Le second risque est celui de la propagation de ces bactéries chez les plantes et les animaux, en particulier chez l’homme. Leur chiralité les empêchera d’être reconnues par le système immunitaire, incluant les récepteurs de l’immunité innée et ceux de l’immunité acquise (anticorps, lymphocytes T). Ces bactéries pourraient pénétrer les tissus en franchissant la muqueuse digestive par translocation, de façon non spécifique. Elles ne seraient pas reconnues ni dégradées par les cellules immunitaires (résistance aux protéases). Leurs antigènes ne seraient pas présentés aux lymphocytes pour générer une immunité protectrice. Ces bactéries pourraient donc être des pathogènes potentiels très dangereux, déclenchant des infections persistantes et sévères.
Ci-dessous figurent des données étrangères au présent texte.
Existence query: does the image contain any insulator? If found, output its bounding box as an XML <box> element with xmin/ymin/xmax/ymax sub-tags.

De plus, elles seraient résistantes à tous les antibiotiques connus.
Pourraient-elles échapper aux laboratoires ?
Les accidents de laboratoire sont toujours possibles. La prévention de leur dissémination ne peut être basée que sur des mesures strictes de confinement. Cependant, nul n’est à l’abri d’erreurs humaines ni de fuites accidentelles ou intentionnelles dans les laboratoires.
Cela représente-t-il un intérêt pour les armes biologiques ?
Ce type de bactéries ou virus miroirs pourrait indubitablement constituer des armes biologiques redoutables. Cependant, elles nécessitent une très grande compétence scientifique qui reste aujourd’hui limitée à quelques équipes spécialisées. Elles présentent aussi un inconvénient majeur pour une arme biologique, celui de la non-discrimination des « ennemis ». De telles armes pourraient se retourner contre les populations de l’attaquant.
Quel bilan avantage/risque ?
Ces créatures dangereuses feront-elles réellement progresser les connaissances scientifiques ? Les avantages prévisibles de la création de bactéries miroirs semblent très limités, et les risques importants. Je pense personnellement qu’il n’est pas nécessaire de créer des entités vivantes explicatives et autonomes, mais que la recherche sur les molécules chirales, dans un but de nouvelles thérapeutiques, doit être poursuivie.